Narendra Modi
Narendra Modi after he won the general elections last year.Twitter/ Narendra Modi

The US investors, who remain "overweight" in the country, complain that they haven't observed any change on the ground even after the Narendra Modi-led government completed one year in power in India, according to a report by a leading American bank.

"We met equity investors in New York and Boston last week.

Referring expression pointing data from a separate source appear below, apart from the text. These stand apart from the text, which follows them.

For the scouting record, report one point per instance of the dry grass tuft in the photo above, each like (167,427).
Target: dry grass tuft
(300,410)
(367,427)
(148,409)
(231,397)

While almost all are overweight on Indian equities, there are indubitable concerns that nothing is really changing on the ground,"  Indranil Sen Gupta, India economist at Bank of America-Merrill Lynch (BofA-ML), told NDTV Profit.

The bank expects the Reserve Bank of India (RBI) governor, Raghuram Rajan, to cut key policy rates by 25bps at its next meeting on 2 June.

The US-based brokerage firm said that the rate cuts by RBI will have more impact on growth than "big ticket reforms".

"There is greater acceptance of our standing view that the turn in the growth cycle will depend far more on the global economic cycle and lending rate cuts at home rather than reforms," he said.

The bank expects the RBI to pause after a rate cut in June so as to assess how markets react to expected interest rate hike by the US Federal Reserve in September.

The Federal Reserve hike, earnings, and Bihar polls would be the "biggest swing factors" for the domestic markets in the coming months, he said.

He highlighted that RBI's move to cut rates can only be helpful in reviving the economy and reforms don't have to play a priority role, a view that sharply contrasts with other investors, who pulled out money from the domestic stock and debt markets, disappointed over the slow pace of reforms.

"Reforms will raise potential growth medium-term and the result will come only in say 5 to 10 years," Gupta further said, indicating the impact of the 1991 reforms that resulted in potential growth after almost 10 years.

The American bank believes the strength in the global economy to play a major role in pushing the country's growth higher and not the government which rules it.

"The Indian growth cycle depends far more on the global growth cycle rather than who rules in New Delhi," Gupta said.

Further, he expects India to emerge as the second-largest emerging market after China this year, with its gross domestic product (GDP) growth surpassing that of Brazil and Russia, this year.

Gupta also disagrees with the expectations that goods and services tax (GST) will have a huge positive impact on the GDP growth saying the markets are excessively pricing in advantages of GST.